Phil Ivey no es tan parlanchín o comunicativo como Daniel Negreanu, pero sí un baller vacilón.
Pocas horas después de ganar 4 millones de dólares en el Aussie Millions 250k Challenge (cerrando así el «pico» a todos los que decían que estaba «busto»), se animó a condecer una entrevista a Pokercast 2+2.
En ella, Ivey tocó muchos temas interesantes, como su experiencia en las mesas presenciales más caras del mundo, su querido proyecto de escuela de IveyPoker o las apuestas más extrañas que ha hecho desde que es jugador profesional.
Ivey comenzó su entrevista haciendo un balance de su victoria en el High Roller de Melbourne. Se sobró bastante al afirmar que la mesa final había sido muy tranquila y que, pese a enfrentarse a muchos de los mejores jugadores del panorama internacional y a que había mucho dinero en juego, el torneo había sido fácil para él.
También explicó que no es partidario de permitir que se hagan muchos rebuys en los Super High Rollers: «A mí no me convencen. No los hago, a menos que caiga eliminado en los primeros niveles. No creo que sea rentable hacerlos a largo plazo».

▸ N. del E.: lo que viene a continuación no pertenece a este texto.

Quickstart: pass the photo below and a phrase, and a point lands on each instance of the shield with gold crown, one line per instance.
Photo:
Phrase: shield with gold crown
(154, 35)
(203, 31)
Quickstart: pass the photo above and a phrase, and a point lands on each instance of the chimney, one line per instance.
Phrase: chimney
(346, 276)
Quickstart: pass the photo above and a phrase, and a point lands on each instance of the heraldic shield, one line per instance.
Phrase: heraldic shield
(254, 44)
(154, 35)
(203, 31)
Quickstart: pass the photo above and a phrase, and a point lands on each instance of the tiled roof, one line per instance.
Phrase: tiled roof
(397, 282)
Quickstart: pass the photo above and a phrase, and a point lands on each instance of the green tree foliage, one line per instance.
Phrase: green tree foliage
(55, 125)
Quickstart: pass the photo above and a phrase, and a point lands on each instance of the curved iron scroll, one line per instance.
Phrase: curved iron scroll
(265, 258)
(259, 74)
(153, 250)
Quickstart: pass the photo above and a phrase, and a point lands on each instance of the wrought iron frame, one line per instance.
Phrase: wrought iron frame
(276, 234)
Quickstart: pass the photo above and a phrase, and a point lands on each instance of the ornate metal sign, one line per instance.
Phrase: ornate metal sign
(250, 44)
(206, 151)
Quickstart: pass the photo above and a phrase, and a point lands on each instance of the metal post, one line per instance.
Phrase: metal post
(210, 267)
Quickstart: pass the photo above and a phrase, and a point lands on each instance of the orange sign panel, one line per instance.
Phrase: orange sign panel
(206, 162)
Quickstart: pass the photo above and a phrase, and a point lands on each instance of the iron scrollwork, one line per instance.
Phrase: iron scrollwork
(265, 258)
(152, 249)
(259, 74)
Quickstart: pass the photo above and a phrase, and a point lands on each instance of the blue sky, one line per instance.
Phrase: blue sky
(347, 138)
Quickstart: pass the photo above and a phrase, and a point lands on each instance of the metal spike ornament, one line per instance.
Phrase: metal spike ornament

Le gustó la limitación de tiempo de decisión aplicada en el Aussie Millions, para evitar la ralentización excesiva del juego por algunos jugadores. No obstante, se mostró algo más permisivo con esta práctica en las mesas finales, donde las decisiones son más importantes y tienen grandes implicaciones económicas.
Sobre las partidas de high stakes, dijo que las de Macao son sus favoritas, poniendo a caldo las de la ciudad del pecado: «En Las Vegas no hay mesas de los niveles que me interesan. La acción está en Macao y algo en Londres».
De cualquier forma, Ivey ha afirmado que las mesas no son tan buenas ahora como hace un tiempo: «En ellas hay hombres de negocios riquísimos, personas que han logrado el éxito, muy inteligentes, que han mejorado mucho desde hace un año. Es cierto que los profesionales seguimos teniendo ventaja, pero antes todo era más fácil».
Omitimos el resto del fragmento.